Python list intersection with non unique items

Question

I have two strings and I would like to have the intersection on them including duplicate items:

str_a = "aabbcc"
str_b = "aabd"

list(set(str_a) & set(str_b))
>> "ab"

I would like to have it return:

>> "aab"

Any ideas?

Answer 1

Multisets are implemented in python 2.7 or later as (mutable) Counter objects.
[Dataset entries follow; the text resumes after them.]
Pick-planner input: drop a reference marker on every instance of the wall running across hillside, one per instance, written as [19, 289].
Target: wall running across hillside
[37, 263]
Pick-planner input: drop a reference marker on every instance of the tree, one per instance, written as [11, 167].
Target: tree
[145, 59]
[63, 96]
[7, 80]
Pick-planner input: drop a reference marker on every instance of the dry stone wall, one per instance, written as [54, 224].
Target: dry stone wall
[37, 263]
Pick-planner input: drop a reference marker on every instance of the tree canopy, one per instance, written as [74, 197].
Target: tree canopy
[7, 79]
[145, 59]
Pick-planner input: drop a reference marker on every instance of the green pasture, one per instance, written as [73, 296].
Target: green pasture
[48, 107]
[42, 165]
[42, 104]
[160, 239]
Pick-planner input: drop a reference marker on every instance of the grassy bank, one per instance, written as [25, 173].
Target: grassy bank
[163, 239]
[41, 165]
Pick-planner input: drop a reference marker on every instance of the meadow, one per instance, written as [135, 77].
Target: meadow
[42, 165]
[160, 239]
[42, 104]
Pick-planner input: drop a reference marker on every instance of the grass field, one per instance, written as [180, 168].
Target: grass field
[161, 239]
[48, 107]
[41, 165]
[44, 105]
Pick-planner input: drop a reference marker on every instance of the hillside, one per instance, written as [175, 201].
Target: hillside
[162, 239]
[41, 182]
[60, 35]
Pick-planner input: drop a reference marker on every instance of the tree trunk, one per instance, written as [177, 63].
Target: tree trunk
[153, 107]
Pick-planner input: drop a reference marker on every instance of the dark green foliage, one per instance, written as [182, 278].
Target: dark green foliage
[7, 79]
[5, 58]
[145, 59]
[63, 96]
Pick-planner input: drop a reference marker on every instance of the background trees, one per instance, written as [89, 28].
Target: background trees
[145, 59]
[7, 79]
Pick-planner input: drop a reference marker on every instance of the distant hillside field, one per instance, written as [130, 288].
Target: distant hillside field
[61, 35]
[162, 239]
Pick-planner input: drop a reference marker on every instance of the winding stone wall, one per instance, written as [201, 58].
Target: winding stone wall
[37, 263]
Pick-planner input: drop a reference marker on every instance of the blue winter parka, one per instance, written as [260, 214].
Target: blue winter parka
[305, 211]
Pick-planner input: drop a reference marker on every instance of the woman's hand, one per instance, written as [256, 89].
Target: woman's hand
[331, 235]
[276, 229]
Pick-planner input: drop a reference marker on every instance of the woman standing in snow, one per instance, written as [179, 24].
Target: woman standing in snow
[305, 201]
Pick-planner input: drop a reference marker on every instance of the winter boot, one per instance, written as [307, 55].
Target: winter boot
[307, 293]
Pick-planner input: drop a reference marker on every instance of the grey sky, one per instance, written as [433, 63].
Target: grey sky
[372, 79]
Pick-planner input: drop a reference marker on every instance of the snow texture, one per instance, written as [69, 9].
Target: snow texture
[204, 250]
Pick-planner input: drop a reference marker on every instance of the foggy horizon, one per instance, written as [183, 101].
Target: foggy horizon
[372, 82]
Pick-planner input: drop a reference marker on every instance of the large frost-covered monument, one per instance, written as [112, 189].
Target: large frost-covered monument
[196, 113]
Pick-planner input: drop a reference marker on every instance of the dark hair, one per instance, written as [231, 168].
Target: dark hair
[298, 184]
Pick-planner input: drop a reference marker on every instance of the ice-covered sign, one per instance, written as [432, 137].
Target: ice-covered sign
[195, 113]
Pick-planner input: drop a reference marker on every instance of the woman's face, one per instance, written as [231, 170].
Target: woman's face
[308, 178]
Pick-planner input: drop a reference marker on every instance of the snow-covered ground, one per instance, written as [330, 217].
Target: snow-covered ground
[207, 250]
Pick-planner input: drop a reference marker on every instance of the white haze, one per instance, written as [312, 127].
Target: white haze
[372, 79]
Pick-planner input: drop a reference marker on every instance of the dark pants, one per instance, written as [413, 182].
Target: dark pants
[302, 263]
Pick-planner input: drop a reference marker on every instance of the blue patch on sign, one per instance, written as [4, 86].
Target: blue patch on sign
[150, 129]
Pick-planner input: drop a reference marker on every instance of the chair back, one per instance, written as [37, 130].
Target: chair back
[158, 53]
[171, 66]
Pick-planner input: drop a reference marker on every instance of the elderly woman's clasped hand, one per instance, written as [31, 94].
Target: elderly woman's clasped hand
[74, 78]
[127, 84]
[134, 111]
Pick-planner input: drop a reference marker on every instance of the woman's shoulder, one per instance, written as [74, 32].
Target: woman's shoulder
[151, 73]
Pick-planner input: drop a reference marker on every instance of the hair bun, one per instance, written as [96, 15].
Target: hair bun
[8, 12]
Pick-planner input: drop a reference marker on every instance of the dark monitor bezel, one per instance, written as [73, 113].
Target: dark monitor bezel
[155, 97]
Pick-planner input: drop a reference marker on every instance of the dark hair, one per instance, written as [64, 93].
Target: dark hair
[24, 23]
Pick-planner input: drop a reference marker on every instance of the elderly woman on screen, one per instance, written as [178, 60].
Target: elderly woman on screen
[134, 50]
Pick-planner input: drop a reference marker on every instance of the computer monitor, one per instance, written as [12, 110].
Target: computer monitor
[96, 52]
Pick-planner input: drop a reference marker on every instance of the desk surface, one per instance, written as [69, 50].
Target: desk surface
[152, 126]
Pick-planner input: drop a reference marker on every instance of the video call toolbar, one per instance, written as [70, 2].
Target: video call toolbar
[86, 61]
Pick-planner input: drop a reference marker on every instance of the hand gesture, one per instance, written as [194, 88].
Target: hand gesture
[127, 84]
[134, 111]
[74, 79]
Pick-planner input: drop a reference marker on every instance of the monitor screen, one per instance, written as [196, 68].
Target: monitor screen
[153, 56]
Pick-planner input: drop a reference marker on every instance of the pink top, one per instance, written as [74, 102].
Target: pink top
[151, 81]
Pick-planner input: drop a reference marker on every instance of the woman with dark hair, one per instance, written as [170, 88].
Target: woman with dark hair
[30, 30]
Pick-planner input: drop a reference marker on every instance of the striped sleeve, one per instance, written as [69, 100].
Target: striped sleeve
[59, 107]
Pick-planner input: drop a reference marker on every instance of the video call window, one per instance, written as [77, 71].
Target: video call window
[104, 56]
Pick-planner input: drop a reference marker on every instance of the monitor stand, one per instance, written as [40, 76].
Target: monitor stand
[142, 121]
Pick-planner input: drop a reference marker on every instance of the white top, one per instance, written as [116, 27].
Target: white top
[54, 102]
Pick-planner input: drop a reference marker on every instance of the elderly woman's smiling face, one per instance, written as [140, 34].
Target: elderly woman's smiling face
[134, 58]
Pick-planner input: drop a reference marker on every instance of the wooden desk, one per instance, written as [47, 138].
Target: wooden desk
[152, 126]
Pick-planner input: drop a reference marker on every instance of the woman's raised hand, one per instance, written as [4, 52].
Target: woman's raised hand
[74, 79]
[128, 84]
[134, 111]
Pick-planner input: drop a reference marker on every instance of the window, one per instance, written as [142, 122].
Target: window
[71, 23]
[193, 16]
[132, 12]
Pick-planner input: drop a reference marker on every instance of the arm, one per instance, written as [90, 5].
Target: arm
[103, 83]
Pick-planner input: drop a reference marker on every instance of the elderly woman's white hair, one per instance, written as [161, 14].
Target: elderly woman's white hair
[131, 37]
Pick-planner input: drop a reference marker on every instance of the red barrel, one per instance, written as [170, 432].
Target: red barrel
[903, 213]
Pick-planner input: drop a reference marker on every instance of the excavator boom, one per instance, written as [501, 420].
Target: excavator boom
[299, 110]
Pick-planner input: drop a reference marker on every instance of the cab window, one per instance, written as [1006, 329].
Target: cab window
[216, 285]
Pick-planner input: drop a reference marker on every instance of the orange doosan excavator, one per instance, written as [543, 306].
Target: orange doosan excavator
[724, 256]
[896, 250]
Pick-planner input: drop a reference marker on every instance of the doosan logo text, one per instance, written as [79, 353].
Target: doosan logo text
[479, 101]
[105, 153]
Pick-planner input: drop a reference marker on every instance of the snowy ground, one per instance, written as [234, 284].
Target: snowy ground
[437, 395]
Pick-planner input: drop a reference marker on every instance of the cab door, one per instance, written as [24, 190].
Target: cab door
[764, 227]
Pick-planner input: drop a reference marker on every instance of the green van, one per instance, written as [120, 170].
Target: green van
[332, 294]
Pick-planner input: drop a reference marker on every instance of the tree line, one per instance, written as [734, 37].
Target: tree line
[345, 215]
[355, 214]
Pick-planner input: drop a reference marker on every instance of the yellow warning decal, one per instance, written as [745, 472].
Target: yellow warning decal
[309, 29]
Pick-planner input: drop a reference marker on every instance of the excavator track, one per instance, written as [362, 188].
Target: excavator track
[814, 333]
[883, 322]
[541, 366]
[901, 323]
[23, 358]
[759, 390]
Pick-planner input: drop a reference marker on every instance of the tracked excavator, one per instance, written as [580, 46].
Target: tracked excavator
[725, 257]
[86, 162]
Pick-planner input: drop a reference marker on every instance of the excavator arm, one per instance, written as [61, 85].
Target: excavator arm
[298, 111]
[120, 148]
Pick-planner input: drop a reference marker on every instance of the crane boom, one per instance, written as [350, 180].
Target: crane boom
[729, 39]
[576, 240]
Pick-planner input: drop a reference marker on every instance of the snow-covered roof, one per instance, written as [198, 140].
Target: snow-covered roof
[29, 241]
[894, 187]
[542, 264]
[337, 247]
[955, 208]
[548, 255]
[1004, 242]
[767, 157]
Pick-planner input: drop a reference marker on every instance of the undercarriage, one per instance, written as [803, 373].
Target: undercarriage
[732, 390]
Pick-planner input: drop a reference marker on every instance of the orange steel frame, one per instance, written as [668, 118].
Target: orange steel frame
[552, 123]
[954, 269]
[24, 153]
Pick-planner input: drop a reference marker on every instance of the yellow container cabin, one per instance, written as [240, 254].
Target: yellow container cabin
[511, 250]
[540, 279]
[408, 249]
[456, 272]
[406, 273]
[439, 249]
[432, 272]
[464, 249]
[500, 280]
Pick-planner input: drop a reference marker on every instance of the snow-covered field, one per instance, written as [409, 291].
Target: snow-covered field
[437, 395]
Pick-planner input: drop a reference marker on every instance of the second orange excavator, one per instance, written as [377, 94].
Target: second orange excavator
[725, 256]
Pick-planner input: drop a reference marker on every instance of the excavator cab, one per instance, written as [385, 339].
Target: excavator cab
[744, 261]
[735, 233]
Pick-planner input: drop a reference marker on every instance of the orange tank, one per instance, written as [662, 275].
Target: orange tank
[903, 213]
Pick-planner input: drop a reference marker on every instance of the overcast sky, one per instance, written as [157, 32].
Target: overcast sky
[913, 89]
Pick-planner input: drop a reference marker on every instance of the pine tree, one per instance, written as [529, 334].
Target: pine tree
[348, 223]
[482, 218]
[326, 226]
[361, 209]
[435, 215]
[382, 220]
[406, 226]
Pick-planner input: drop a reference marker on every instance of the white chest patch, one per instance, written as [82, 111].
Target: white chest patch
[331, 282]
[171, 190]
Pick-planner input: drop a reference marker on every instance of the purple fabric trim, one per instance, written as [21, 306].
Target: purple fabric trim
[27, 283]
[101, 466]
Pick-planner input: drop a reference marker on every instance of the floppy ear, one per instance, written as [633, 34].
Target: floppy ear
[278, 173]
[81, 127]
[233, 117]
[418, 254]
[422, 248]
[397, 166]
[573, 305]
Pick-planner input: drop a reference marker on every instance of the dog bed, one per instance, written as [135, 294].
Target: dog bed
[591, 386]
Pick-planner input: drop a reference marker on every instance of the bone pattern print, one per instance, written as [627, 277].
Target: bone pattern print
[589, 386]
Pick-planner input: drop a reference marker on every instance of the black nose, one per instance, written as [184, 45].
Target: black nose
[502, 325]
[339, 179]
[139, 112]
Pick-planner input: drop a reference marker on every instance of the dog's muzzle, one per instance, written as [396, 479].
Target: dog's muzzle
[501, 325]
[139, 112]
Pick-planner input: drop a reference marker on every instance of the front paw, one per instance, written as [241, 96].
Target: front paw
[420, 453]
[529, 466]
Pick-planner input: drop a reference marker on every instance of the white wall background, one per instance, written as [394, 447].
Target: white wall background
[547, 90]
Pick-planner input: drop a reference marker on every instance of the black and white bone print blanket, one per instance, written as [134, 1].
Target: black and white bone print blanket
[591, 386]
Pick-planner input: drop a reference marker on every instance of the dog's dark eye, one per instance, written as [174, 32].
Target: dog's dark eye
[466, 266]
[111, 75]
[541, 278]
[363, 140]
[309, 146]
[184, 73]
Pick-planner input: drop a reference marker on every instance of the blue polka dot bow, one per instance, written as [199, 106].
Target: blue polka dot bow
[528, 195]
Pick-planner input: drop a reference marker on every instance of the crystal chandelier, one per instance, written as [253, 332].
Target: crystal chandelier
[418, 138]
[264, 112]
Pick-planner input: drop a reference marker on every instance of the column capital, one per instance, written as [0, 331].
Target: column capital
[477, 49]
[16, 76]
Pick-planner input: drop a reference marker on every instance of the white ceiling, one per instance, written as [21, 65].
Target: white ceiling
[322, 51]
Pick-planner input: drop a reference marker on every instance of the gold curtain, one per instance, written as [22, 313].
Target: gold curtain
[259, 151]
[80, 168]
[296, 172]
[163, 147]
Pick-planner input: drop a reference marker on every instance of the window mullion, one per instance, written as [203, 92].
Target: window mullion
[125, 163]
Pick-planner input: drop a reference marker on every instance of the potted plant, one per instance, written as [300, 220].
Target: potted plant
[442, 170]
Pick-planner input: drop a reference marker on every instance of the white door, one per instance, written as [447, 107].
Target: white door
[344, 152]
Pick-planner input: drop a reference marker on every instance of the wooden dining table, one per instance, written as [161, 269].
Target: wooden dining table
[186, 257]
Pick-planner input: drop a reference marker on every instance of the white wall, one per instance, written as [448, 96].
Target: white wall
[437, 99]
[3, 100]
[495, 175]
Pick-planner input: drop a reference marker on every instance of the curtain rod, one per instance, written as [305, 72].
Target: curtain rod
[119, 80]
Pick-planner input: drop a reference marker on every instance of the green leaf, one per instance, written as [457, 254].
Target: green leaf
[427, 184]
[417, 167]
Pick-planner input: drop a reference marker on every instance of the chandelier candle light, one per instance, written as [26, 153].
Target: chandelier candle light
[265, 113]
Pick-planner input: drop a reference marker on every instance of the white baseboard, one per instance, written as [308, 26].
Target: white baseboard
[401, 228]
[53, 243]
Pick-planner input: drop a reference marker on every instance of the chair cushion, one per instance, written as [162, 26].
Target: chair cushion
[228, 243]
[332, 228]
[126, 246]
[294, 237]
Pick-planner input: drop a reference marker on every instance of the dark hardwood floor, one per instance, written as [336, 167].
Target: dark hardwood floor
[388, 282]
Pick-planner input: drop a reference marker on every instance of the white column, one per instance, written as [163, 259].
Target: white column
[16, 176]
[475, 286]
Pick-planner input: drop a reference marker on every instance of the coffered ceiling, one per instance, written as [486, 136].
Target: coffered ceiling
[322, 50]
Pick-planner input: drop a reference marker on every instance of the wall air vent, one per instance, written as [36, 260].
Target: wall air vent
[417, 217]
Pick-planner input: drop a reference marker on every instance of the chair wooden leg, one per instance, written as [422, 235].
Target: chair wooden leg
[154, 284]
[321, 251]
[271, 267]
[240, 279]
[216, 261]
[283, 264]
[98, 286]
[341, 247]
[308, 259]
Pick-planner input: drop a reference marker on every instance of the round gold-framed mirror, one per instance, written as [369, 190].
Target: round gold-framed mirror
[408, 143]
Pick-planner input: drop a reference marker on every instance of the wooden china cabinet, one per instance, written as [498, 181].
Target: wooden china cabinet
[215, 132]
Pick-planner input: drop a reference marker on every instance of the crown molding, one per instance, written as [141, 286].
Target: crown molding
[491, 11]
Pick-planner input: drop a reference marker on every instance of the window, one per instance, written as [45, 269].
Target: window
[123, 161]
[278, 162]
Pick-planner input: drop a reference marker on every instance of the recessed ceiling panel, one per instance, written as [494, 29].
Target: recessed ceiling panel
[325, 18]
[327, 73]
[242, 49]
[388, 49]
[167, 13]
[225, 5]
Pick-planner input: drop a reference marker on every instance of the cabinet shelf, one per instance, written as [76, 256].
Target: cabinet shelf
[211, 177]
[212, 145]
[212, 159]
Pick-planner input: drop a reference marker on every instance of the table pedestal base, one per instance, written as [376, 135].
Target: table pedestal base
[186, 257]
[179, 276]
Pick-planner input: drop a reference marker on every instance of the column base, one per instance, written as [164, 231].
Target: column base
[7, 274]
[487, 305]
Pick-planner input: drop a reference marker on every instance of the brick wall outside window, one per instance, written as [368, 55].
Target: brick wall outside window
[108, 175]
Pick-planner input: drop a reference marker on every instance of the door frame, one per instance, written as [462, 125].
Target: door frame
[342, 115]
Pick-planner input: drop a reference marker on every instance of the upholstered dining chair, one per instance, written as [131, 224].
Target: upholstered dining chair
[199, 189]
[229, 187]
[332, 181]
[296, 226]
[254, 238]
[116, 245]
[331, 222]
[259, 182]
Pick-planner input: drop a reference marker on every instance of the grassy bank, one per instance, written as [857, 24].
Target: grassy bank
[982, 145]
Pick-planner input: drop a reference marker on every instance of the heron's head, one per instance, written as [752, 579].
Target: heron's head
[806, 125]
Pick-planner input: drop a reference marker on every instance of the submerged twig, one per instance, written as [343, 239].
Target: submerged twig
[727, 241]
You can perform many of the same operations as you can for sets, such as union, intersection, difference (though counts can become negative), etc.:

from collections import Counter as mset

Solution:

(mset("aabbcc") & mset("aabd")).elements()

More details:

>>> intersection = mset("aabbcc") & mset("aabd")
Counter({'a': 2, 'b': 1})

>>> list(intersection.elements())
['a', 'a', 'b']

>>> ''.join(intersection.elements())
'aab'

You can use ''.join if you want a string, or list() if you want a list, though I would just keep it in iterable format as intersection.elements().

Answer 2

Use collections.Counter for each word and use these as sets:

>>> from collections import Counter
>>> str_a, str_b = 'aabbcc', 'aabd'
>>> Counter(str_a) & Counter(str_b)
Counter({'a': 2, 'b': 1})
>>> ''.join((Counter(str_a) & Counter(str_b)).elements())
'aab'

The Counter is a dict subclass, but one that counts all the elements of a sequence you initialize it with. Thus, "aabbcc" becomes Counter({'a': 2, 'b': 2, 'c': 2}).

Counters act like multisets, in that when you use 2 in an intersection like above, their counts are set to the mimimum values found in either counter, ignoring anything whose count drops to 0. If you were to compute their union, the maximum counts would be used instead.